Philomena Kwao at Women for Women International's 2015 Annual Gala. Photo credit: Paige Elizabeth, 2015

Mother's Day -- a day we put aside each year to celebrate mothers around the world. Between planning brunch or sending flowers, we tend to forget how lucky we are to have access to maternal health care and truly how dangerous motherhood can be. So dangerous that about 303,000 women die every year as a result of pregnancy and childbirth and about 99 percent of these deaths occur in developing countries. Only ten countries in the world account for over 60 percent of maternal deaths worldwide and of those, nine are currently in or recently emerging from conflict.
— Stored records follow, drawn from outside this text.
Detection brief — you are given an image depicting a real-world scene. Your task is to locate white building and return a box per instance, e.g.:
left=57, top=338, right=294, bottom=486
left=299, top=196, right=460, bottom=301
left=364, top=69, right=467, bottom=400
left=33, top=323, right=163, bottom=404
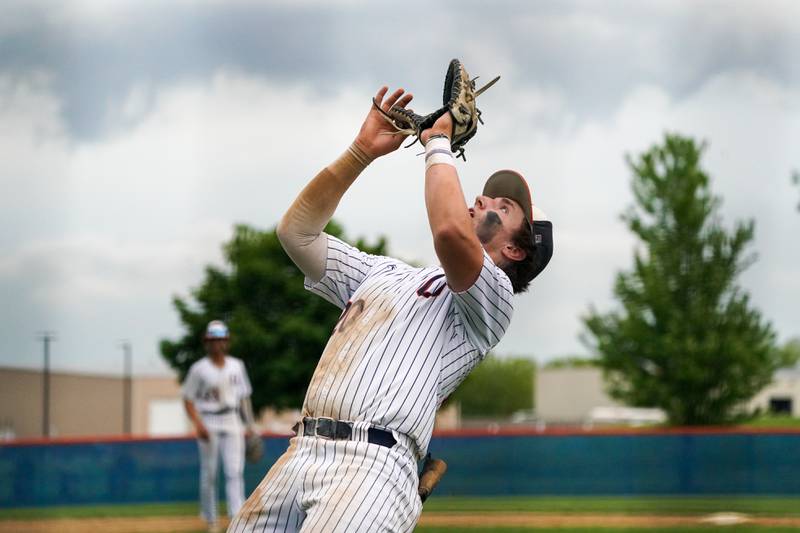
left=535, top=367, right=623, bottom=425
left=535, top=365, right=800, bottom=426
left=748, top=367, right=800, bottom=416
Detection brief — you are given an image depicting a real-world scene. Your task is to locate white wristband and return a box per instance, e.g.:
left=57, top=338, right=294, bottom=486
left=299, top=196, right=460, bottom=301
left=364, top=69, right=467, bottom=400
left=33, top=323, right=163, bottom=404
left=424, top=137, right=456, bottom=171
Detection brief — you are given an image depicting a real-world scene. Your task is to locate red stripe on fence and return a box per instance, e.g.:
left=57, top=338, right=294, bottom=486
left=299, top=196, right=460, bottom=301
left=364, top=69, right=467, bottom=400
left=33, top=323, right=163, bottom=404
left=431, top=425, right=800, bottom=438
left=0, top=430, right=292, bottom=447
left=3, top=426, right=800, bottom=447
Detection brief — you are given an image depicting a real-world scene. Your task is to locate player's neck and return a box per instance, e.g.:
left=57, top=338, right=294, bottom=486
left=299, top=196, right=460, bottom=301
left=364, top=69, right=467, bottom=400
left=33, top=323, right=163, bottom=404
left=209, top=353, right=226, bottom=367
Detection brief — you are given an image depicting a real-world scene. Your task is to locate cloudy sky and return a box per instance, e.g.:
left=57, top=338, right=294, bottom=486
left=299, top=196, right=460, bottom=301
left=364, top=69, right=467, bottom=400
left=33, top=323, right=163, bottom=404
left=1, top=0, right=798, bottom=376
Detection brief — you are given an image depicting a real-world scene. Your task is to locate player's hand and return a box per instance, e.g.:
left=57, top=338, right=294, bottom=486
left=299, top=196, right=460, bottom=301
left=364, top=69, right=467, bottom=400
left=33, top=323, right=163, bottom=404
left=196, top=424, right=210, bottom=441
left=420, top=112, right=453, bottom=146
left=354, top=86, right=414, bottom=160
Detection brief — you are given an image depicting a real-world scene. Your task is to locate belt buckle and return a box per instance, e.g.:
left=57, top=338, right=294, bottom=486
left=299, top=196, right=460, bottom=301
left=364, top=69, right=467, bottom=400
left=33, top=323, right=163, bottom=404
left=300, top=417, right=317, bottom=437
left=316, top=417, right=335, bottom=440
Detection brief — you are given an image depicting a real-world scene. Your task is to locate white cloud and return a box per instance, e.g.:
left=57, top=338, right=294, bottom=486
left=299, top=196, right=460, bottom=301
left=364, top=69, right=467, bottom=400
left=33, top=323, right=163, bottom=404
left=468, top=70, right=800, bottom=358
left=1, top=63, right=798, bottom=376
left=0, top=227, right=229, bottom=375
left=0, top=72, right=67, bottom=177
left=0, top=230, right=226, bottom=310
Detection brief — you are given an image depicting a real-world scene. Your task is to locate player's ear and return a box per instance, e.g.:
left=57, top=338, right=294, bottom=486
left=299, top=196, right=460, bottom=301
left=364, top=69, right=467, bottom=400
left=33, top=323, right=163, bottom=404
left=502, top=243, right=526, bottom=262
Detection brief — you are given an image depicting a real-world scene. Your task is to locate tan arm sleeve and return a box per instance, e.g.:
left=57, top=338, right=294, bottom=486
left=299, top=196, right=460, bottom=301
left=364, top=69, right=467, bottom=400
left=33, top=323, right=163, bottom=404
left=276, top=143, right=372, bottom=282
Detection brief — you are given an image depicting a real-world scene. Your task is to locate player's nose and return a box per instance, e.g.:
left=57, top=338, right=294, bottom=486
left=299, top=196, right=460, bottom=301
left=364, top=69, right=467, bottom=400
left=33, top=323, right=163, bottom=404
left=478, top=195, right=502, bottom=211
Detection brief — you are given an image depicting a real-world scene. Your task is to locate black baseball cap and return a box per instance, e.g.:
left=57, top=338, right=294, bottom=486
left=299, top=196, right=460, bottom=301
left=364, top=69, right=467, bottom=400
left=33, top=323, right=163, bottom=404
left=482, top=169, right=554, bottom=280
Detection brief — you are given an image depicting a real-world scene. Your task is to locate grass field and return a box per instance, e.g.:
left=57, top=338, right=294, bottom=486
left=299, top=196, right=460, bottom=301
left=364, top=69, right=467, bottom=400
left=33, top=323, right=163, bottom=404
left=742, top=415, right=800, bottom=428
left=0, top=502, right=201, bottom=520
left=424, top=495, right=800, bottom=515
left=422, top=526, right=798, bottom=533
left=4, top=496, right=800, bottom=519
left=3, top=496, right=800, bottom=532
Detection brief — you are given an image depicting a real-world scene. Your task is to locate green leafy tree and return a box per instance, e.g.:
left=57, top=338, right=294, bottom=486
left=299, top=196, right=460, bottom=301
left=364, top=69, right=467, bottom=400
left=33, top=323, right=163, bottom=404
left=583, top=134, right=794, bottom=425
left=777, top=338, right=800, bottom=366
left=160, top=222, right=387, bottom=413
left=449, top=356, right=535, bottom=417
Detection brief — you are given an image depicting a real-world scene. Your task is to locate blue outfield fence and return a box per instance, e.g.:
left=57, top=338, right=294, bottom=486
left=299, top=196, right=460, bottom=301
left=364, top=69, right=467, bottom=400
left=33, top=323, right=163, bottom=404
left=432, top=429, right=800, bottom=497
left=0, top=435, right=289, bottom=508
left=2, top=429, right=800, bottom=507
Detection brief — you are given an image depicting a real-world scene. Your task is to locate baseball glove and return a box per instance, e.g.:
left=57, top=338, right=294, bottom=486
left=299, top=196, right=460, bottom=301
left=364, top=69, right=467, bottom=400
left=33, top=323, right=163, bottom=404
left=374, top=58, right=500, bottom=160
left=418, top=453, right=448, bottom=503
left=245, top=433, right=264, bottom=464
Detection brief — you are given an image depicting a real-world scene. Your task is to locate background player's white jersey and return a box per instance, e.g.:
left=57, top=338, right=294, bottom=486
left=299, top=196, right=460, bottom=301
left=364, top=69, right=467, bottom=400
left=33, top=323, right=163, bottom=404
left=183, top=356, right=252, bottom=432
left=304, top=234, right=514, bottom=458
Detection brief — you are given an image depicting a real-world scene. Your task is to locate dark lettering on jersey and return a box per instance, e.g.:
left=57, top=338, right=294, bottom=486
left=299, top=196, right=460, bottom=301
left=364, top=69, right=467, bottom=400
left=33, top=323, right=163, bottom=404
left=334, top=298, right=365, bottom=333
left=201, top=387, right=220, bottom=402
left=417, top=274, right=447, bottom=298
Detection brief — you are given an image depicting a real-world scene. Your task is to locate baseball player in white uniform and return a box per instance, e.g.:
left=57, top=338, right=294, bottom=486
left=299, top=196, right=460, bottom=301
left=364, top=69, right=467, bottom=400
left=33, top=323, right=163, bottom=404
left=227, top=87, right=553, bottom=533
left=184, top=320, right=258, bottom=533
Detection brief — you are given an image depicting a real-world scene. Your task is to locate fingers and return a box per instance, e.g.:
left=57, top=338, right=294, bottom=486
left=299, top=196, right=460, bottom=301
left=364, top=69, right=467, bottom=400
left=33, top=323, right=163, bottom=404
left=383, top=87, right=406, bottom=110
left=374, top=86, right=388, bottom=103
left=374, top=86, right=412, bottom=111
left=396, top=93, right=414, bottom=109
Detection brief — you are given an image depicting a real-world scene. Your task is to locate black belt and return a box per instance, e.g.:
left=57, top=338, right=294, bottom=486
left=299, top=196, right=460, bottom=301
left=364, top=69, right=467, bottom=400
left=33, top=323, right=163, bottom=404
left=200, top=407, right=236, bottom=415
left=296, top=417, right=397, bottom=449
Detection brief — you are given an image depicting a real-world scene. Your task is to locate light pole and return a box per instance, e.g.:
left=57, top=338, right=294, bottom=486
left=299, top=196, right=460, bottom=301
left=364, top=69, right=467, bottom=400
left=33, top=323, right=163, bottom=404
left=120, top=340, right=132, bottom=434
left=37, top=331, right=56, bottom=438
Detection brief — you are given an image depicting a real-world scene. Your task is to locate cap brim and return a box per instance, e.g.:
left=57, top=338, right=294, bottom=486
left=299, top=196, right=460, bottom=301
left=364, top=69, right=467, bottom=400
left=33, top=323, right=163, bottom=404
left=482, top=169, right=533, bottom=225
left=530, top=220, right=553, bottom=279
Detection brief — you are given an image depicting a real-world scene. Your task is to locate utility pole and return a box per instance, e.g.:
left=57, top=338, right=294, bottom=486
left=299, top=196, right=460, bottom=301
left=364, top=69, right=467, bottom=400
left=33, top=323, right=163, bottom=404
left=37, top=331, right=56, bottom=438
left=120, top=340, right=132, bottom=434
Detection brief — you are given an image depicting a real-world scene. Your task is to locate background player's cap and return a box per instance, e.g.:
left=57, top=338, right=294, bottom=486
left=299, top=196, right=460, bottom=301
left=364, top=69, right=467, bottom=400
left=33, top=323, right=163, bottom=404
left=205, top=320, right=229, bottom=339
left=483, top=169, right=554, bottom=280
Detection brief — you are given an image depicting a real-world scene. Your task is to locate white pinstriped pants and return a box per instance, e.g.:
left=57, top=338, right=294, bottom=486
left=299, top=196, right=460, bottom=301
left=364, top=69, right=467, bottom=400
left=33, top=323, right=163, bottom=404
left=199, top=430, right=246, bottom=524
left=226, top=435, right=422, bottom=532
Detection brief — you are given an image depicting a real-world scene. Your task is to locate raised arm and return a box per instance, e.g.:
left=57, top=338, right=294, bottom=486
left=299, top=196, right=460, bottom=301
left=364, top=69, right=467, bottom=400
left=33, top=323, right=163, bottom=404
left=420, top=115, right=484, bottom=292
left=276, top=87, right=413, bottom=282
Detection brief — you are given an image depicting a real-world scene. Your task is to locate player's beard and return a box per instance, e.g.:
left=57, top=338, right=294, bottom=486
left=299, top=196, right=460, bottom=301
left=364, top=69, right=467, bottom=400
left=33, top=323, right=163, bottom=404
left=476, top=210, right=502, bottom=244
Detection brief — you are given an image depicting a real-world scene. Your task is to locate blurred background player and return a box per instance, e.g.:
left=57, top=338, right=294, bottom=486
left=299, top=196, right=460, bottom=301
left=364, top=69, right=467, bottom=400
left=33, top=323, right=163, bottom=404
left=183, top=320, right=257, bottom=533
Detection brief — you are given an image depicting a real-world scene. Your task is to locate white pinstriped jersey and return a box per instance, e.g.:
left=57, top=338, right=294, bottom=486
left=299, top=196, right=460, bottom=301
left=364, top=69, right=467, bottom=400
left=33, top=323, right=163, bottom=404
left=303, top=235, right=514, bottom=458
left=182, top=356, right=252, bottom=432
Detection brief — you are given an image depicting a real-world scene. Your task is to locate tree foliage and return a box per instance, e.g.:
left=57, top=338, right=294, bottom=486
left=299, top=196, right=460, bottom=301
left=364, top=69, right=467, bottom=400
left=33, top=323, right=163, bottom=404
left=777, top=338, right=800, bottom=367
left=583, top=134, right=795, bottom=425
left=160, top=222, right=387, bottom=413
left=449, top=356, right=535, bottom=417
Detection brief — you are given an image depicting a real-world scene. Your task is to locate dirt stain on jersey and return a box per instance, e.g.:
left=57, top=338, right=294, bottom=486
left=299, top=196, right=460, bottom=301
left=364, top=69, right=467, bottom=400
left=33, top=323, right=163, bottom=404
left=240, top=440, right=295, bottom=515
left=306, top=293, right=396, bottom=410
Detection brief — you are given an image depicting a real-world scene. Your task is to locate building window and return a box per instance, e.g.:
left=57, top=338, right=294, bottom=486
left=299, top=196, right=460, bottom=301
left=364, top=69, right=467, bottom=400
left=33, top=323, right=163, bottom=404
left=768, top=397, right=792, bottom=415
War and armed conflict disproportionately affect women and can turn what is supposed to be a joyous and beautiful experience -- childbirth -- into a horrific or even fatal one. War destroys health care systems and disrupts community networks, leaving no accountability or acknowledgement if and when things go wrong.

Even closer to home, maternal health is not at the level it should be. I grew up in the UK and now reside in the United States, and my family is from Ghana. Whilst maternal healthcare is certainly more advanced in the West, many developed nations still fell short of United Nations Millennium Development Goals, which aimed to improve maternal health. Even more surprising is that the United States is one of eight countries in which maternal mortality is rising.

In Ghana, where many of my friends and family reside, the statistics are even more disheartening. Though maternal health services are free in Ghana, poverty persists and reproductive education is poor. For every 100,000 Ghanaian women who go into labor, 319 of them die. So every time a friend or relative gets pregnant in Ghana, I worry. I've witnessed the devastation that occurs when women face childbirth with untrained medical staff, insufficient facilities and a lack of access to basic medication. No one should have to go through this.

My mother was born in Ghana, but she moved to the UK when my sisters and I were born. We were lucky that my mother survived childbirth and was able to raise us, and I am blessed to enjoy a beautiful relationship with her. But many children are denied that chance and many women denied the gift of watching their children grow up and in areas of conflict and war, the chances of surviving childbirth drop significantly.

Organizations like Women for Women International are paramount in educating women in these conflict areas and helping to rebuild communities after war. Women for Women International's twelve month program educates women in health care and illness prevention for themselves and their families. Through healthcare and education, women regain the power and agency taken from them during conflict and they can begin to rebuild their communities. When a woman is educated, a nation can grow, and I am proud to stand with Women for Women International this Mother's Day.

Women for Women International participant with son. Photo credit: Les Stone, 2010

No woman, anywhere, should be denied access to quality healthcare because of race, ethnicity or socioeconomic status. No woman should die as a result of childbirth, and no woman should suffer during and after her pregnancy because of war. The reasons for maternal mortality are numerous, and there is no one direct reason why many women across the world die during childbirth. However, investing in women's health education and access to health care is an important place to start. As we celebrate Mother's Day, and celebrate the unique bond between ourselves and our mothers, let us remember and take action to invest in mothers everywhere.